Quotes from UVA Computer Science professors
Miscellaneous
- "There is a proof that this works, but clearly it's not this one."
- "It's a Catch 22. In fact, it's a Catch 33."
- Muttered while standing in front of the photocopier: "Double sided
transparencies is not a good thing."
- Immediately after erasing a very dirty chalkboard: "One of these days,
someone is going to prove that chalkdust is a carcinogen, at which
point, I will proceed to die."
- "Now, I know that some of you are going to have problems with the
programming assignments. Some of you cannot program your way out of a
paper bag."
- "There is a proof that this works, but clearly it's not this one."
- Professor walks into student's office carrying a copy of Clapton's new
blues CD. He tosses the disc to the student and says he can have
it...
Student: "What's the matter, don't you like it?"

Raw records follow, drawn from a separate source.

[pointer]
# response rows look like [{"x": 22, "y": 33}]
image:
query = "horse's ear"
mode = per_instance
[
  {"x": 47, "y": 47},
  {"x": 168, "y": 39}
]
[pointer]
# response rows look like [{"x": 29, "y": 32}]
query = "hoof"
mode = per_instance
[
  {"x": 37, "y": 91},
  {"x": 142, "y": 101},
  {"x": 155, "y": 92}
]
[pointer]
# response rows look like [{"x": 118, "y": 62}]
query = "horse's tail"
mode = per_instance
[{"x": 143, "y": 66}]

Professor: "It's not that, I just think the blues are politically
incorrect."
- "The best you can do in this game is to get your money back. It's like
income tax. You wouldn't play that if it were voluntary."

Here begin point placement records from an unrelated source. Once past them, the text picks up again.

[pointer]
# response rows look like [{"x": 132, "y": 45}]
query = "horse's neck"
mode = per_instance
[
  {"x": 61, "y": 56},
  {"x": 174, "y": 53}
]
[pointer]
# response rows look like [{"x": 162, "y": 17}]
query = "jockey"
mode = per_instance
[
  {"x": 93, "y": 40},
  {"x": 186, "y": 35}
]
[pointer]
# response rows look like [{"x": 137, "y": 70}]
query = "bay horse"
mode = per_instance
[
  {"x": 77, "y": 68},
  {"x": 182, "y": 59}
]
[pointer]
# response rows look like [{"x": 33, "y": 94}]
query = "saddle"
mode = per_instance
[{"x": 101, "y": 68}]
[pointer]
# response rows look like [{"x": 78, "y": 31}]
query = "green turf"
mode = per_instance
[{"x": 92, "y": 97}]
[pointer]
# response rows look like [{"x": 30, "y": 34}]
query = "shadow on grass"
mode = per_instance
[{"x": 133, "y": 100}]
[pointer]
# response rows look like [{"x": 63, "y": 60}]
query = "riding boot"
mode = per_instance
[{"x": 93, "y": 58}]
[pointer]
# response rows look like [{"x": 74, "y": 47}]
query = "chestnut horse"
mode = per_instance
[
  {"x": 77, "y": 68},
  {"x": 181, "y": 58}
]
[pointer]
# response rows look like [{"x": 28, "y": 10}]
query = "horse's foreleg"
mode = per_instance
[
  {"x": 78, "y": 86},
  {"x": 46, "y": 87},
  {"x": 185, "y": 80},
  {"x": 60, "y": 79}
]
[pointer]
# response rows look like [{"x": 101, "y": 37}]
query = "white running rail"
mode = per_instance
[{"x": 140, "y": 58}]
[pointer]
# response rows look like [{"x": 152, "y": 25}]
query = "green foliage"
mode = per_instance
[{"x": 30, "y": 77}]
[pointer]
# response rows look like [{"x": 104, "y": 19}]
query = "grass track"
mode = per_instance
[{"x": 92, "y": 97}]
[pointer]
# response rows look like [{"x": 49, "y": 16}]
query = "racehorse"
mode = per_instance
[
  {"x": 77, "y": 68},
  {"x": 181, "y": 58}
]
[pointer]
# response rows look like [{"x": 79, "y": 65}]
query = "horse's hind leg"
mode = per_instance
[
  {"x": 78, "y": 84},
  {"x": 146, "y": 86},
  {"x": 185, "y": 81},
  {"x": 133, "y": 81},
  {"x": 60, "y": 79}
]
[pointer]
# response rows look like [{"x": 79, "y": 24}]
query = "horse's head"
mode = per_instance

- "Modus ponens -- it goes back to the Ancient Greeks. Of
course, modus ponens is Latin, but..."
- On the priorities of life and what it takes to be a good researcher:
"Having kids is an even bigger waste of time than getting married."

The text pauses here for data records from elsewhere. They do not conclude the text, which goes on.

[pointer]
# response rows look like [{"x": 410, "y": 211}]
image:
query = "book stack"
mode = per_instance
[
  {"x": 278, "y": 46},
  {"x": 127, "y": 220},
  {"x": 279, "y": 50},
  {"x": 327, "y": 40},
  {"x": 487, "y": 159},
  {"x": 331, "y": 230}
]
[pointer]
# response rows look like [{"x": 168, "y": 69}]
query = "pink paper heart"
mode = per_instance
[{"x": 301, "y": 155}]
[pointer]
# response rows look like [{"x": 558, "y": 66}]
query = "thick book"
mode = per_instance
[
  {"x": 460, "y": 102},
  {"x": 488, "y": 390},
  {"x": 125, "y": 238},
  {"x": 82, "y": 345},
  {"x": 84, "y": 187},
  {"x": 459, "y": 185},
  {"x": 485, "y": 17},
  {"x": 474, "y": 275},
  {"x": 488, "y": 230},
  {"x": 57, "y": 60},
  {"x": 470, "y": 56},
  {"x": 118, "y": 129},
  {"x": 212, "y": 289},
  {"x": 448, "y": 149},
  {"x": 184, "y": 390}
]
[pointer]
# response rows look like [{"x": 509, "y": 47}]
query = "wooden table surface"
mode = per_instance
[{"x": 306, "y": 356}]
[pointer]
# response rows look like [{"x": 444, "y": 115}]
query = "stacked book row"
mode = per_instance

- "Let's burn up some computer dollars!"
- "Once you say 'log' you're way out in left field."
- Student, during discussion of quantum mechanics "it just happened"
theory of the universe: "So not only were we all accidents, but we
continue to be accidents."
Professor: "You might have been an accident. I wasn't."
- Winner of the Circular Definition Prize: "So if it's an experiment with
independent trials, then those trials are gonna be independent."
- "This is what computer science is all about---coming up with cute names."
- "The thing with TI is they get into a field, they screw up and they get
out."
- "It impressed me at the time. I was easily impressed."
- "We'd like to save on typing. In UNIX that was taken as a divine
directive."
- "We can't go around killing people, just because we want to use the CPU.
In some countries that's okay."
- "You go in and do this, then three months later --- since you don't want
them to give you a lot of money for one day's work --- you show the
results."
- "The output of a computer is what? -- other than error messages."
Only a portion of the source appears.